Kubota M7040 was running a little rough at idle and smoking a bit more than usual, 1600 hours and the valve lash was more than a bit excessive. Valve cover spec and dealer spec was .015mm. Front two cyls were just a little loose, maybe 018 or so, but the rears were super sloppy, 025 or better. The 7040 needs a bit of digging, remove power steering gear, air intake tube, cover intake with coffee cup
remove muffler, and big bracket over the valve cover, clean everything again then remove glow plugs, injector lines and valve cover.
Side note: valve lash spec and some other details are printed on the valve cover sticker, you can't see it till you dig in some.
I'm not sure that a dealer would worry about paint brush and compressed air cleaning to make certain no dirt migrates into the engine but I worry about it.

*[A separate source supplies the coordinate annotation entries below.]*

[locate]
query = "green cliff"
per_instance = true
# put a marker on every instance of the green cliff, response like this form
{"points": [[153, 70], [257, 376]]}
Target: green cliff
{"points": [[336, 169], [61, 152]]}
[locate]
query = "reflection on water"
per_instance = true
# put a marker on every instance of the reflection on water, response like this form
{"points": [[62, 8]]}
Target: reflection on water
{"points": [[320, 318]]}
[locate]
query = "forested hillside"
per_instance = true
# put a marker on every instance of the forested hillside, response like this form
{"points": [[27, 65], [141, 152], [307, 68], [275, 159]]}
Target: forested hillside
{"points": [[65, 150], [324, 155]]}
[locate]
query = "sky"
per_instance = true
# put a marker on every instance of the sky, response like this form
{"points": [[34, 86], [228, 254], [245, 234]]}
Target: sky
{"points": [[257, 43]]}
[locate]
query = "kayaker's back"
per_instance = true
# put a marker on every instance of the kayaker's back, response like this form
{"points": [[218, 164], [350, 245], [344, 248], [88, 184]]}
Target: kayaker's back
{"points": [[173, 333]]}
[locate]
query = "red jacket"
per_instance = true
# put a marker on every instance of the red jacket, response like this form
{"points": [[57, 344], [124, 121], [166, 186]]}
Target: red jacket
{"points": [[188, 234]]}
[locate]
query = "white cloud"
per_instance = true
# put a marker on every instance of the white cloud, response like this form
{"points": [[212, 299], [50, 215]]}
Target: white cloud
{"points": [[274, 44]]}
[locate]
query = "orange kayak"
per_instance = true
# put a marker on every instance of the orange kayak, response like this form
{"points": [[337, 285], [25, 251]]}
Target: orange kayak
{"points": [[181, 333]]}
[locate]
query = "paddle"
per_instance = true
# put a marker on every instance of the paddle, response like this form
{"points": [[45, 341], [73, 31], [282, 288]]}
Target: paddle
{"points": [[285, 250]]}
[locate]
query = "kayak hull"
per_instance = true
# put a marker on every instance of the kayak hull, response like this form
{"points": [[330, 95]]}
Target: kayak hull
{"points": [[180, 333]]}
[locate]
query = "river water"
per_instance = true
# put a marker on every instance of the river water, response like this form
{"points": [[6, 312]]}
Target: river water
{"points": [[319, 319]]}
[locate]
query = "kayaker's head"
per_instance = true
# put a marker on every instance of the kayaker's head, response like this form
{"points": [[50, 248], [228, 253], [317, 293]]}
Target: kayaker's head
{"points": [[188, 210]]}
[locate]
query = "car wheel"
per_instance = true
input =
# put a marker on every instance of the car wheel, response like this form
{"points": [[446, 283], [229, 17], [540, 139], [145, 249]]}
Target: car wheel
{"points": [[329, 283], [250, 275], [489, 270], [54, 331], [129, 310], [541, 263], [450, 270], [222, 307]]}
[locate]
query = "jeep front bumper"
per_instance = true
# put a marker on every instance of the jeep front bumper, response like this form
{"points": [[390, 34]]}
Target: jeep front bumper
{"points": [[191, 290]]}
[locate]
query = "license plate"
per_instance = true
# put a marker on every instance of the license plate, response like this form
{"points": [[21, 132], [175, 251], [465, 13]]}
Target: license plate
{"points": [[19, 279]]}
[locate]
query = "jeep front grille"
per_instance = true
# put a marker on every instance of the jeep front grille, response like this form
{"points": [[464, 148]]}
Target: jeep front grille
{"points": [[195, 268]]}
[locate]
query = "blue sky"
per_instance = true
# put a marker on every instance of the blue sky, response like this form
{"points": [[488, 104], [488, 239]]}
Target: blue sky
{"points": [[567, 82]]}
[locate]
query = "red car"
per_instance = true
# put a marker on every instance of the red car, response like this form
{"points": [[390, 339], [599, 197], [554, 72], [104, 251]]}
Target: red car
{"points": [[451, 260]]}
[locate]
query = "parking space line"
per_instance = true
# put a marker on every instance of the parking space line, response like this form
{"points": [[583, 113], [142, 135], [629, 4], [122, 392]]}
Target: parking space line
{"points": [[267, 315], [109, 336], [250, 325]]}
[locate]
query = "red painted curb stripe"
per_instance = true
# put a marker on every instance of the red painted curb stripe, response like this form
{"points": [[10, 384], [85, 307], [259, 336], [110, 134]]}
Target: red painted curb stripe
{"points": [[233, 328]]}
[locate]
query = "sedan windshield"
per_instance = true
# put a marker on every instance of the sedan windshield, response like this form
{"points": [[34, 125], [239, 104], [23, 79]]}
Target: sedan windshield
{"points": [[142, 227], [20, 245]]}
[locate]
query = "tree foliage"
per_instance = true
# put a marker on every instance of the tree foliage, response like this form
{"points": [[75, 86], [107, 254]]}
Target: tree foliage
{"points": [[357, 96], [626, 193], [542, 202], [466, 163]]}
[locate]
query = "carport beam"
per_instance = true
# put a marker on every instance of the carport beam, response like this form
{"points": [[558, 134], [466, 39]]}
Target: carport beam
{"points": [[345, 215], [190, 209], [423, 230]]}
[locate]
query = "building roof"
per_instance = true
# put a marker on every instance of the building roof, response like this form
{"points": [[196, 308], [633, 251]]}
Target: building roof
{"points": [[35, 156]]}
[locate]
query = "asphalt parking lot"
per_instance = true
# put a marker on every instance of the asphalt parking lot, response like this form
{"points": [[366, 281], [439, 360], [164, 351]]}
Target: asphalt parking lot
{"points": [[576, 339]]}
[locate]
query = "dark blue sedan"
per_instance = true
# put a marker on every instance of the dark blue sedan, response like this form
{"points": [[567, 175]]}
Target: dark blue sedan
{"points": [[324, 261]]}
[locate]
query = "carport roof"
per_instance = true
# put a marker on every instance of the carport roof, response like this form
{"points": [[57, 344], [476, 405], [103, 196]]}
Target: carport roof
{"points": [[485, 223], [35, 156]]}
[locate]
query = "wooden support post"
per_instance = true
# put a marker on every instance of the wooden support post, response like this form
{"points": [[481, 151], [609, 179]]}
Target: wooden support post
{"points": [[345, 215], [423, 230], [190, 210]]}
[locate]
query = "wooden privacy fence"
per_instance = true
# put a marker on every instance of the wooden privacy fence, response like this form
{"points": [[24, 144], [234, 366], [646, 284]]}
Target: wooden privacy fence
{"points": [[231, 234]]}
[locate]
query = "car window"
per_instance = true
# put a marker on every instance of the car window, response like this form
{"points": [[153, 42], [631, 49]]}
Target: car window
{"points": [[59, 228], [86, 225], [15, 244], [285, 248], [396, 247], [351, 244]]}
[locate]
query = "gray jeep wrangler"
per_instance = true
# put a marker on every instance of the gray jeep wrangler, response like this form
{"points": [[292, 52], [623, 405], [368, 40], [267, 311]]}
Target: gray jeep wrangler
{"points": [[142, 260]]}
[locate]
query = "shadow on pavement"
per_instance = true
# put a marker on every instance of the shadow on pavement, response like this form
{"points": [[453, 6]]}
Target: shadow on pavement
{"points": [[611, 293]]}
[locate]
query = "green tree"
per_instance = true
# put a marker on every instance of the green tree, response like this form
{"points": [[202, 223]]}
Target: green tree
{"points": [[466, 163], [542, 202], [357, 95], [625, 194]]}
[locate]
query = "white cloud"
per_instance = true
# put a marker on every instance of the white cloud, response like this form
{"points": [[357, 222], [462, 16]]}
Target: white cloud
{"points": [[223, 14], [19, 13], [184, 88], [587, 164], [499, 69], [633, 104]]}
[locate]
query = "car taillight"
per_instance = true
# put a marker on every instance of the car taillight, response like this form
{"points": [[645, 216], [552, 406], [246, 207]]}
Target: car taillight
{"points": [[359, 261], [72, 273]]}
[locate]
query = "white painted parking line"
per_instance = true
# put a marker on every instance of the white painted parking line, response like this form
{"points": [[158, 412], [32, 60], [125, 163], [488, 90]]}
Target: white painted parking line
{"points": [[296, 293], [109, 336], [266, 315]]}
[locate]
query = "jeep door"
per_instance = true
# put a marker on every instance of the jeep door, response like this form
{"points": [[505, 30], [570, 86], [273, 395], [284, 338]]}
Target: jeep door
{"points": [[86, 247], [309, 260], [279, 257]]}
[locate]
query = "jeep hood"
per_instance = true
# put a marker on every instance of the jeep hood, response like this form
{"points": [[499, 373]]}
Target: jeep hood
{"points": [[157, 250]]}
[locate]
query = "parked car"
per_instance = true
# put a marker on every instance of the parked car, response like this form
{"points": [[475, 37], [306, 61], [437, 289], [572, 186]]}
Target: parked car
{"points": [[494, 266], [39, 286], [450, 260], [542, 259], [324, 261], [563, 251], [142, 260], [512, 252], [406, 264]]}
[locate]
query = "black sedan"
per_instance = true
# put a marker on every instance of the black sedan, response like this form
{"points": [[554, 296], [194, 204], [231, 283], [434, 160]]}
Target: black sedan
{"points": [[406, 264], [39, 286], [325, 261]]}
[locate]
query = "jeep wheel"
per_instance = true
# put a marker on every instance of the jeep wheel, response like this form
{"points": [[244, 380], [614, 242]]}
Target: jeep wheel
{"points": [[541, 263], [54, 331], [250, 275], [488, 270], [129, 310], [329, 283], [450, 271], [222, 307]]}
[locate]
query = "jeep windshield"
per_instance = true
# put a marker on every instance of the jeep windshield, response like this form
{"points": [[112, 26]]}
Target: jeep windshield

Only takes a few extra minutes to have a spotless engine before opening it up.
Going slow and pausing to tackle some other projects in the shop that wandered in and give some volunteers a few tasks to handle as well as explain why the tractor was all torn open it took three hours to adjust the valves and another hour to modify the seat adjuster linkage so it actually works.
Results,
Black smoke is down to just a whisper versus halfway to locomotive and the exhaust stack used to shake terribly at idle and now it is pretty still at warmed up idle. Hard to say on power but it does feel good, it always felt good but when say ditching with the grader blade, it'd pour black smoke, but no more.
I am amazed at the dealership, I'd be pulling folks in left and right for stuff like this, is a pretty simple job overall and a junior person could do the teardown and just have a tech spend 30 mins on the adjustment. Also amazed at how light the valve springs are but I'm much more used to dealing with high revving engines who worry about valve float.